A statue of US President Thomas Jefferson has been removed from New York City Hall over his links to the slave trade.
The 1833 sculpture has been in the New York City Council chamber for more than a century but has now been taken down following a vote last month.
The New York City Public Design Commission decided to dismantle the 7ft bronze statue, after reassessing the legacy of the founding father, who was also a slaveholder.
Renewed calls to remove the statue came after the murder of George Floyd in Minneapolis last year.
Jefferson is the third US President and also appears on the two-dollar bill and Mount Rushmore.
He was the primary author of the Declaration of Independence, writing “all men are created equal”, but he enslaved more than 600 people and fathered at least six children with Sally Hemings, a woman he enslaved.
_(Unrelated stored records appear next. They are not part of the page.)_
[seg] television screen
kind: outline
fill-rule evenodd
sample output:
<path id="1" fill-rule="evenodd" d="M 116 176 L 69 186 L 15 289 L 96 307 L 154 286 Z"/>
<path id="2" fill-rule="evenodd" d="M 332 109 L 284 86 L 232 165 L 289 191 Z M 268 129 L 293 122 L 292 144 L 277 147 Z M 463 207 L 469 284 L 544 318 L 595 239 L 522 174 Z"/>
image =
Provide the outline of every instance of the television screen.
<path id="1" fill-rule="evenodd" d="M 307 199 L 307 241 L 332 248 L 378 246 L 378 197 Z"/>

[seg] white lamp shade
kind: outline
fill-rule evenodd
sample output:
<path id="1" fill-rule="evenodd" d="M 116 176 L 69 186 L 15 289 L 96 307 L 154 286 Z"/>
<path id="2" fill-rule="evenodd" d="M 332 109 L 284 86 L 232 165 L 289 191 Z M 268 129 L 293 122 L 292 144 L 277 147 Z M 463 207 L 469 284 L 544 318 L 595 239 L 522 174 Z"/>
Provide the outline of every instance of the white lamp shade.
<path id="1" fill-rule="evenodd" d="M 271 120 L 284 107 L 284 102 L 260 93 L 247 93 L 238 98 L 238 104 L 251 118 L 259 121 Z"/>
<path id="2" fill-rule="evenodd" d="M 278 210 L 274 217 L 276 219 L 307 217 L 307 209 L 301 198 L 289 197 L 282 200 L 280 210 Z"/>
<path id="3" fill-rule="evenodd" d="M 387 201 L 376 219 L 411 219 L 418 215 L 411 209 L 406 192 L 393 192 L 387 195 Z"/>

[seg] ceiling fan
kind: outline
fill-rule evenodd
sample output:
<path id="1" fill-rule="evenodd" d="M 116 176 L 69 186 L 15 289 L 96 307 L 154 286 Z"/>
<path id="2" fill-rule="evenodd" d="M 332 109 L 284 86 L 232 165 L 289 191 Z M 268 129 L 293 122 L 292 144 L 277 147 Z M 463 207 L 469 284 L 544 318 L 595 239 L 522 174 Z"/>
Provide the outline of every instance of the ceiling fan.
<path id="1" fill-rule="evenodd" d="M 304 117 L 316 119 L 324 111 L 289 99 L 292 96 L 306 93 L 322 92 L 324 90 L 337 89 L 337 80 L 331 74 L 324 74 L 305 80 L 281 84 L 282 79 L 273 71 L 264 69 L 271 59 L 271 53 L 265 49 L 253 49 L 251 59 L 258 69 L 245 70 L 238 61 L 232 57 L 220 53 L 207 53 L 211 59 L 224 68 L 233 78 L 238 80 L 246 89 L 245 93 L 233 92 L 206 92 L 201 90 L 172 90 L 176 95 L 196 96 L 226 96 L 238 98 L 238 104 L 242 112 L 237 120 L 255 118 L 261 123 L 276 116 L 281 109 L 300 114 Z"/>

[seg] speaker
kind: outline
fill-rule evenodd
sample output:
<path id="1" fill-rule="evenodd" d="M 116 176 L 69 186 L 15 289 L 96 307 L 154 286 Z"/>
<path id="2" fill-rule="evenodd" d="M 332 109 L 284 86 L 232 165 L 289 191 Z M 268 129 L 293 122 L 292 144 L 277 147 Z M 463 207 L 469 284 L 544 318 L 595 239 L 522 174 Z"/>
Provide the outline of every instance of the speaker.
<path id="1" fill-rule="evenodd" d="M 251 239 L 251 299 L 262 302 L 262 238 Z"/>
“Jefferson embodied some of the most shameful parts of our country’s long and nuanced history,” Adrienne Adams, co-chair of the council’s Black, Latino and Asian Caucus, told the commission last month.
“It is time for the city to turn the page and move forward.”
His statue, which has featured in New York’s City Hall since 1915, is a replica of a bronze piece by Pierre-Jean David D’Angers, which sits in the US Capitol.
It will now be transported to the New York Historical Society, where it will remain on a long-term loan.
The artwork will be placed in the museum’s lobby gallery for six months before being relocated to the reading room for the duration of the 10-year loan agreement, according to The New York Times.
Similar monuments have become a target of anti-racism protests in recent years, and some other Jefferson statues have already been removed or destroyed, including ones in Oregon and Georgia.
Statues of Civil War Confederate leaders have also been dismantled.